Stop shaming stay-at-home women
12:00 AM, March 02, 2019 / LAST MODIFIED: 11:56 AM, March 02, 2019

Stop shaming stay-at-home women

The importance of women having financial independence cannot be overstated. It is the number one reason women stay in an abusive relationship as they would not be able to support themselves or their children outside of it. As a working woman myself, I am earnest in my efforts in encouraging other women to earn and manage their own money. At the same time, there is a difference between encouraging women to work and shaming them if they choose not to.

I see women being called lazy, being a burden or having wasted their education if they do not work. While any of those descriptions can be true for an individual (women and men), it cannot be used to broad-brush an extremely complex socio-economic phenomenon.

Societal expectations

In Bangladesh, a woman is expected to do academically well. However, as soon as she nears graduation most families will prioritise her marriage while her male peers will prioritise landing a first job. Women are not easily allowed to leave the parental home for work. She is expected to follow around her spouse for his career thus making it hard to build her own. We raise our girls to prioritise family for 20+ years but suddenly expect them to behave differently when trends change.

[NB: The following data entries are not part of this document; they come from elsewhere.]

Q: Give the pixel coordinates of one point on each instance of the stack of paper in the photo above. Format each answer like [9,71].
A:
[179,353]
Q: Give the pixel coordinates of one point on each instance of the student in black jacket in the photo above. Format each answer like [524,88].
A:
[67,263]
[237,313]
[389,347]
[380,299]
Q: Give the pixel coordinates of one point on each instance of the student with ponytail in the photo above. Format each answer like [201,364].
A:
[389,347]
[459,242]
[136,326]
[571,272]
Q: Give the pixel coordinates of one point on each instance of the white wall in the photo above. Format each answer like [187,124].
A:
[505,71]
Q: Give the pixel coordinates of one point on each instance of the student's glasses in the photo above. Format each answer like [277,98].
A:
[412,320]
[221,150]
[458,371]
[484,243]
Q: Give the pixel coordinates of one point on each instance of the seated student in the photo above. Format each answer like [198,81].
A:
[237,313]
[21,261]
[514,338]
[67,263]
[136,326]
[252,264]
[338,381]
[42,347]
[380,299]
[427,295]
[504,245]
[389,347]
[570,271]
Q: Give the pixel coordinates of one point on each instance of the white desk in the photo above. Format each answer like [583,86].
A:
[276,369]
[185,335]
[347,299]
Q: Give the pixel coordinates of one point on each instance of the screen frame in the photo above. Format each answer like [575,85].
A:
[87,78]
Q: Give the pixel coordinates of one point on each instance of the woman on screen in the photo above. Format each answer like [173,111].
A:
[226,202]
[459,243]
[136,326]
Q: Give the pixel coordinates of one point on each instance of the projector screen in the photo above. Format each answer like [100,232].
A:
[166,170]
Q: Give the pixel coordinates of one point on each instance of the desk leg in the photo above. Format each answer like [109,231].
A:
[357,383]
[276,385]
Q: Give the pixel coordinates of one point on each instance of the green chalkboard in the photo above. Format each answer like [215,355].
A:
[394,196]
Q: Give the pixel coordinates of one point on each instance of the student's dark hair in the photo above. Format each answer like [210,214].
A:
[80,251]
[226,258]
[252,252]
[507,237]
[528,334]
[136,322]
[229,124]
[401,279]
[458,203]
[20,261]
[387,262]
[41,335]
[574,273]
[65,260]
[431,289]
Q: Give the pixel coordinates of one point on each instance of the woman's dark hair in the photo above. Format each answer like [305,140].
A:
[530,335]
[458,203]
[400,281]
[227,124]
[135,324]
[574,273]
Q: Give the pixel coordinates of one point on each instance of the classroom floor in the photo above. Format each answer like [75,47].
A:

No one is doing the dishes

A married woman will work equal hours as her male peers and then return home to take care of the household. In addition to caring for children, women are also expected to take care of aging parents on both sides. Not to mention, there are families whose children may have special needs. To shame such a mother as being “lazy” or “wasting her education” is cruel.

Economics

When a child comes into the picture, costs go up significantly for a family. Hire extra help, shuttle the children back and forth between family members, and—for those who can afford it all—the cost of day care. These costs may eat up a significant portion of what a woman may be earning. She may end up quitting her job because it just doesn't make economic sense to work.

Lack of flexibility

Our workplaces were designed by men for men who had a stay-at-home wife to take care of the home. In that world, we are trying to fit the needs of women who do not have a husband at home to cook dinner and certainly cannot birth and nurse babies. Flexibility is one of the things that helps retain women at work — hours, location, maternity leave. Workplaces are barely catching up with the need to ensure maternity leave let alone flexible working hours.

Discouraging men to do their share

Shaming caregiving as a cop-out discourages men from being involved in it. If anything, we need to reverse the narrative. We need to elevate caregiving to the prestige of “working in an office” so that men want to devote hours to the family instead of their corporate overlords.

I am a working woman and I recognise all the privilege that allows me to be one. I was raised by a family where most women worked thus it wasn't difficult for me to imagine a career of my own. No one pressured me to get married. With a young daughter, my husband and I rely heavily on both sets of grandparents to look after her. We have the financial means to hire extra help as needed. Most women do not have these privileges. Those who preach hopefully will pause to check their own privilege before telling a woman that she needs to go out and work.

It seems, as a woman you are damned if you do and damned if you don't.


Shammi Quddus is a recent graduate of the Stanford Graduate School of Business and Harvard Kennedy School. She is currently working at Google in Sunnyvale, California.